Section 6.7.3.1 (4) of the C99 standard says:
During each execution of B, let L be any lvalue that has &L based on P. If L is used to access the value of the object X that it designates, and X is also modified (by any means), then the following requirements apply: T shall not be const-qualified. ...
(Here B is a basic block over which P, a restrict-pointer-to-T, is in scope.)
So if a C function foo()
is declared like this:
foo(const int * restrict p)
...then the compiler may assume that no modifications to *p
occur during the lifetime of p
-- i.e., during the execution of foo()
-- because otherwise the Behavior would be Undefined.
So in principle, combining restrict
with a pointer-to-const could enable both of the optimizations that are dismissed above. Do any compilers actually implement such an optimization, I wonder? (GCC 4.5.2, at least, does not.)
Note that restrict
only exists in C, not C++ (not even C++0x), except as a compiler-specific extension.
Solution 2:
Off the top of my head, I can think of two cases where proper const
-qualification allows additional optimizations (in cases where whole-program analysis is unavailable):
const int foo = 42;
bar(&foo);
printf("%i", foo);
Here, the compiler knows to print 42
without having to examine the body of bar()
(which might not be visible in the curent translation unit) because all modifications to foo
are illegal (this is the same as Nemo's example).
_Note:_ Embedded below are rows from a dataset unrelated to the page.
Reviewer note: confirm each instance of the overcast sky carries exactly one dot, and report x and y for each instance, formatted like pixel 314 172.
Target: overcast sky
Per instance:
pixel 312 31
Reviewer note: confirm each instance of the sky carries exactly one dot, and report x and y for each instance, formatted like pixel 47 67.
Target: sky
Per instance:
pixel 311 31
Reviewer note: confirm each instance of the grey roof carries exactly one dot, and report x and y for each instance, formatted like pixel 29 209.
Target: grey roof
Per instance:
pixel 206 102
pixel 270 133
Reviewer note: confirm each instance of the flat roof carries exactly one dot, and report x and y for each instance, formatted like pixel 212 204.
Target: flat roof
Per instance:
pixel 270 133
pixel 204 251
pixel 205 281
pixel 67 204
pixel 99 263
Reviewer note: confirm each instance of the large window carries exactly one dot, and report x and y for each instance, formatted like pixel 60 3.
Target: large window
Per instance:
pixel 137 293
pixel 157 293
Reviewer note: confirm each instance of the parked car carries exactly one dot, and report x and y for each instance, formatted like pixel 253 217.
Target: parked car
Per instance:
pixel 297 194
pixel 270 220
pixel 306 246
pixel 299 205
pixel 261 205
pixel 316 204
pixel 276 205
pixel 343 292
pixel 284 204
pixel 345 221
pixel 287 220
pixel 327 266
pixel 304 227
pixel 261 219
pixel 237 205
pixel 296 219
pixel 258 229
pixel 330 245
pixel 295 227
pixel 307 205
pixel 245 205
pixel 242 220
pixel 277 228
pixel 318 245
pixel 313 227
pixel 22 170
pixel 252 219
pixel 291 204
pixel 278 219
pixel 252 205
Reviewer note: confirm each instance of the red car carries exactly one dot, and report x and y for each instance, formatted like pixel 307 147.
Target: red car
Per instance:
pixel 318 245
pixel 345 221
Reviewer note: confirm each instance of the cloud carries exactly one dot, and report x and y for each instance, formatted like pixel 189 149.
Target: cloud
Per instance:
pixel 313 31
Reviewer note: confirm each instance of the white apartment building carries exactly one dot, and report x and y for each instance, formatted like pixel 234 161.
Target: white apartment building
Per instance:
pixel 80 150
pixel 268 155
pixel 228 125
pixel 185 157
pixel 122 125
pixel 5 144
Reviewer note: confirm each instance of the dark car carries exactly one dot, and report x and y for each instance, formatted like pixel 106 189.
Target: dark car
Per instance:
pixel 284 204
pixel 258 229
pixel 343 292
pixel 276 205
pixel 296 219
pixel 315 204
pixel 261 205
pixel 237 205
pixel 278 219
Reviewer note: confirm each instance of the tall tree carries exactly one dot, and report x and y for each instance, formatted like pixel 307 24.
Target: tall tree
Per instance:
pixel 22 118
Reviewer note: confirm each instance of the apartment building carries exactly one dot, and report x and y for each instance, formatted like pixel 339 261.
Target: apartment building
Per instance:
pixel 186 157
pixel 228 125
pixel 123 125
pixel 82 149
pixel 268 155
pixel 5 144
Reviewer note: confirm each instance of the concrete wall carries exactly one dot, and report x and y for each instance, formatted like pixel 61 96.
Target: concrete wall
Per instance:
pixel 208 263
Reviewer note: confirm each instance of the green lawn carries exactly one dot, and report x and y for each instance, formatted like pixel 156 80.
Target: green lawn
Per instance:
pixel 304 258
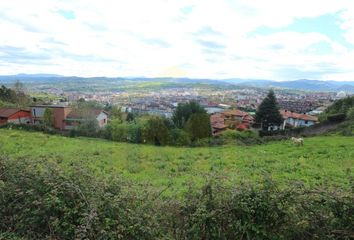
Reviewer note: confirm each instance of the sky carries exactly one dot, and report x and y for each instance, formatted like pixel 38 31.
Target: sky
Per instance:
pixel 215 39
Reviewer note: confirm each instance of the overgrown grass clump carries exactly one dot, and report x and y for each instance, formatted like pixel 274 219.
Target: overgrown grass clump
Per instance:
pixel 41 199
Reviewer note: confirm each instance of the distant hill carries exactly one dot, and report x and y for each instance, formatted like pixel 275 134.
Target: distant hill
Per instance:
pixel 302 84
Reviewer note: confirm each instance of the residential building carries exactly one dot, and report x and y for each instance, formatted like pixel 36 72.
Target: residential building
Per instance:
pixel 66 118
pixel 292 119
pixel 75 118
pixel 14 116
pixel 217 123
pixel 59 114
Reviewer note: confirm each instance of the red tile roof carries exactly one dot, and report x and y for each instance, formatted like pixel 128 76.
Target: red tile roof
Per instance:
pixel 80 115
pixel 8 112
pixel 236 112
pixel 288 114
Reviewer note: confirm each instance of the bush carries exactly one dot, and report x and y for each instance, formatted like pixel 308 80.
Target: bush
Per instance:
pixel 336 118
pixel 179 137
pixel 350 114
pixel 43 200
pixel 240 137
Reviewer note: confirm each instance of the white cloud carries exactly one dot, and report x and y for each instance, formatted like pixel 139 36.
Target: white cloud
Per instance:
pixel 135 38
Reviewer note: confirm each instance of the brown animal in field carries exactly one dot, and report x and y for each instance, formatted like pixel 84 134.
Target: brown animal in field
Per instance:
pixel 297 141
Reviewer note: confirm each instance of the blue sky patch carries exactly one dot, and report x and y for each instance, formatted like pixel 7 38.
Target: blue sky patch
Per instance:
pixel 70 15
pixel 328 25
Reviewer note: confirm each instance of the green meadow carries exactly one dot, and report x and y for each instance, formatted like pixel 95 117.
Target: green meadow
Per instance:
pixel 322 160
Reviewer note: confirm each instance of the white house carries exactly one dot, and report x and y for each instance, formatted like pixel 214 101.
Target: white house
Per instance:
pixel 292 119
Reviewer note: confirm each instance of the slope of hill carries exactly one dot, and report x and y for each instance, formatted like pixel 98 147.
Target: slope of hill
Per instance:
pixel 322 159
pixel 60 81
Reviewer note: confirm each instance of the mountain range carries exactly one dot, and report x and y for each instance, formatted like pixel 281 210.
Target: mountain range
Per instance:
pixel 302 84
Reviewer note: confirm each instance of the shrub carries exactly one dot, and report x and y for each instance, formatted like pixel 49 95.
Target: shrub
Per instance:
pixel 350 114
pixel 43 200
pixel 179 137
pixel 336 118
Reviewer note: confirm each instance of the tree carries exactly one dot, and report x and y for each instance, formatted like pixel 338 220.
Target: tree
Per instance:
pixel 268 114
pixel 155 131
pixel 48 117
pixel 130 117
pixel 116 113
pixel 183 112
pixel 198 126
pixel 350 113
pixel 88 127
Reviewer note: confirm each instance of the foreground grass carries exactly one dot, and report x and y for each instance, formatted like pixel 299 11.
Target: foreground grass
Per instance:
pixel 322 160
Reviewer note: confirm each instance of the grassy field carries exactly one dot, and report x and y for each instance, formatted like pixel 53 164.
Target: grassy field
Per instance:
pixel 327 159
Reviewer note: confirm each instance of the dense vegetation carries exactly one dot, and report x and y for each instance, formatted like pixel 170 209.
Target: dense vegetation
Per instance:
pixel 268 115
pixel 94 189
pixel 340 110
pixel 321 160
pixel 14 97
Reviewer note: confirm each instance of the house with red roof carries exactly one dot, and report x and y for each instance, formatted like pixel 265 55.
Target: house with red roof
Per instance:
pixel 232 119
pixel 14 116
pixel 293 119
pixel 217 123
pixel 66 118
pixel 75 118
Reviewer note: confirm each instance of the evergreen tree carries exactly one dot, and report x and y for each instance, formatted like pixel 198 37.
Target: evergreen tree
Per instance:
pixel 48 117
pixel 155 131
pixel 198 126
pixel 268 114
pixel 183 112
However, this is also possible without marking foo
as const
by declaring bar()
as
extern void bar(const int *restrict p);
In many cases, the programmer actually wants restrict
-qualified pointers-to-const
and not plain pointers-to-const
as function parameters, as only the former make any guarantees about the mutability of the pointed-to objects.
As to the second part of your question: For all practical purposes, a C++ reference can be thought of as a constant pointer (not a pointer to a constant value!) with automatic indirection - it is not any 'safer' or 'faster' than a pointer, just more convenient.
Solution 3:
There are two issues with const
in C++ (as far as optimization is concerned):
const_cast
mutable
const_cast
mean that even though you pass an object by const reference or const pointer, the function might cast the const-ness away and modify the object (allowed if the object is not const to begin with).
mutable
mean that even though an object is const
, some of its parts may be modified (caching behavior). Also, objects pointed to (instead of being owned) can be modified in const
methods, even when they logically are part of the object state. And finally global variables can be modified too...
const
is here to help the developer catch logical mistakes early.
Solution 4:
const-correctness generally doesn't help performance; most compilers don't even bother to track constness beyond the frontend. Marking variables as const can help, depending on the situation.
References and pointers are stored exactly the same way in memory.
Solution 5:
This really depends on the compiler/platform (it may help optimisation on some compiler that has not yet been written, or on some platform that you never use). The C and C++ standards say nothing about performance other than giving complexity requirements for some functions.
Pointers and references to const usually do not help optimisation, as the const qualification can legally be cast away in some situations, and it is possible that the object can be modified by a different non-const reference. On the other hand, declaring an object to be const can be helpful, as it guarantees that the object cannot be modified (even when passed to functions that the compiler does not know the definition of). This allows the compiler to store the const object in read-only memory, or cache its value in a centralised place, reducing the need for copies and checks for modifications.
Pointers and references are usually implemented in the exact same way, but again this is totally platform dependant. If you are really interested then you should look at the generated machine code for your platform and compiler in your program (if indeed you are using a compiler that generates machine code).